View of part of the Old Harbour and far too many sugar-cube houses on the hillside. I wish those sugar-cube houses have never been built. In order to cash in on the tourism boom, over-zealous developers scrambled to build tens of hundreds of such sugar-cube houses in spite of planning laws.

Prior to the arrival of tourism industry in Turkey, Bodrum was a quiet small town and an important centre for sponge-diving. Nowadays it is difficult to find any sponge - natural or artifical - in the shops because it is far more lucrative to sell counterfeit Gucci and Prada handbags instead. The centre of sponge-diving activity has since shifted to the neighbouring Greek island of Kalymnos, just 40 minutes away by hydrofoil from Bodrum.

In spite of this shift of focus, the Marina in Bodrum is still home to hundreds of expensive yachts and gulets. In the summer, it is nice to travel on one of the yachts or gulets and set sail amid the cooling breeze of the Aegean. Temperature on the sea feels much cooler than while on land.

Private yachts in the Bodrum Marina Yacht Club. This is the most affluent yacht club in the whole of Turkey. The town of Bodrum could be classified into two different sections: the upper-class, affluent Marina side, and the mundane, touristic side along the infamous Bar Street. The shopping arcade of the Marina is house to several expensive boutiques, and the upmarket dining place 'Marina Yacht Club' is sponsored by the luxury sports car maker, Maserati.

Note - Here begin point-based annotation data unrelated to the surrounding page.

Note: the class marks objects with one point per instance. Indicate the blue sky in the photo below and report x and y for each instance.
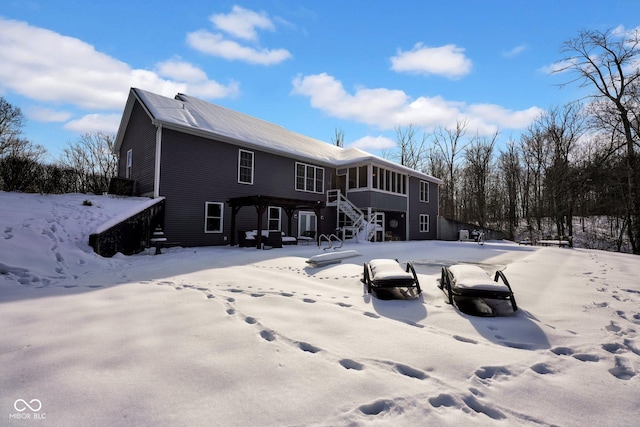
(364, 67)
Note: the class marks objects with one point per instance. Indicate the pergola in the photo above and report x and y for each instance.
(262, 203)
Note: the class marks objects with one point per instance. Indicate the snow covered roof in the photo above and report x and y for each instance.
(194, 115)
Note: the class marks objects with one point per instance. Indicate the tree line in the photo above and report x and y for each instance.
(575, 160)
(85, 166)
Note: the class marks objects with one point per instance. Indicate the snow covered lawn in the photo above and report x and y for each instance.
(239, 336)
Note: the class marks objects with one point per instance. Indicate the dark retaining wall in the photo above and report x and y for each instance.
(131, 235)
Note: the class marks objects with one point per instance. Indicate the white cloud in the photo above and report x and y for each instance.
(42, 114)
(179, 70)
(515, 51)
(242, 23)
(373, 143)
(216, 45)
(448, 61)
(49, 67)
(387, 108)
(95, 123)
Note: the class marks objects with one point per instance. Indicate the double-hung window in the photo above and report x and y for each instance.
(213, 215)
(275, 218)
(424, 191)
(127, 171)
(424, 223)
(309, 178)
(245, 167)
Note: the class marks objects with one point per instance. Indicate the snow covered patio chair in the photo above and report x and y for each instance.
(471, 289)
(387, 275)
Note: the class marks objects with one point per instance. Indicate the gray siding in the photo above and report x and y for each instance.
(140, 136)
(195, 170)
(416, 207)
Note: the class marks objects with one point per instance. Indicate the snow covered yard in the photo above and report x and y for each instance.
(239, 336)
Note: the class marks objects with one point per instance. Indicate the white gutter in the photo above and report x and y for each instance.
(156, 180)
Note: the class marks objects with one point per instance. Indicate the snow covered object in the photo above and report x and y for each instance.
(473, 291)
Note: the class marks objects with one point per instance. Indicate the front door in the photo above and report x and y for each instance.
(307, 221)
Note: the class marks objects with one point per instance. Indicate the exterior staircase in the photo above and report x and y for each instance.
(358, 226)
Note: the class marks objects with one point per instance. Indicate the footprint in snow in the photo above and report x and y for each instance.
(351, 364)
(465, 339)
(542, 368)
(623, 369)
(562, 351)
(410, 372)
(492, 372)
(308, 347)
(584, 357)
(268, 335)
(482, 408)
(443, 399)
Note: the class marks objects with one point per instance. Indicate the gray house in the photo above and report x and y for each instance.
(223, 173)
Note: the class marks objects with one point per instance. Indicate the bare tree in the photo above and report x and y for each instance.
(535, 154)
(11, 122)
(449, 142)
(20, 164)
(412, 148)
(510, 166)
(479, 155)
(607, 62)
(94, 161)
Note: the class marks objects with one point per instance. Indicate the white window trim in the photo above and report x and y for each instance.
(206, 210)
(240, 151)
(315, 169)
(426, 185)
(270, 218)
(129, 164)
(421, 222)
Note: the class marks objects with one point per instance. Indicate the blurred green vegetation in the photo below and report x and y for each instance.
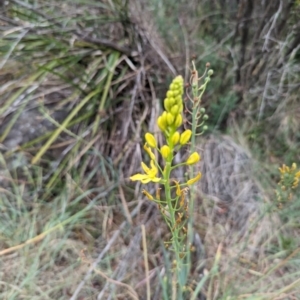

The cafe in the middle of this photo is the 'Seaman's Club', a local cafe run by the Municipalitiy and the Harbour Authorities. It's one of the most popular cafes in Bodrum, because the price is fair for Bodrum standard, and there is a nice view of the harbour. In the afternoon, people will sit outside in the open-air and drink freshly brewed Turkish tea, made from tea leaves harvested from tea plantations on the misty mountain sides of Black Sea towns of Rize. It has become customary for us to have a few glasses of tea (in a pretty tulip-shaped glass) at this cafe in the afternoon.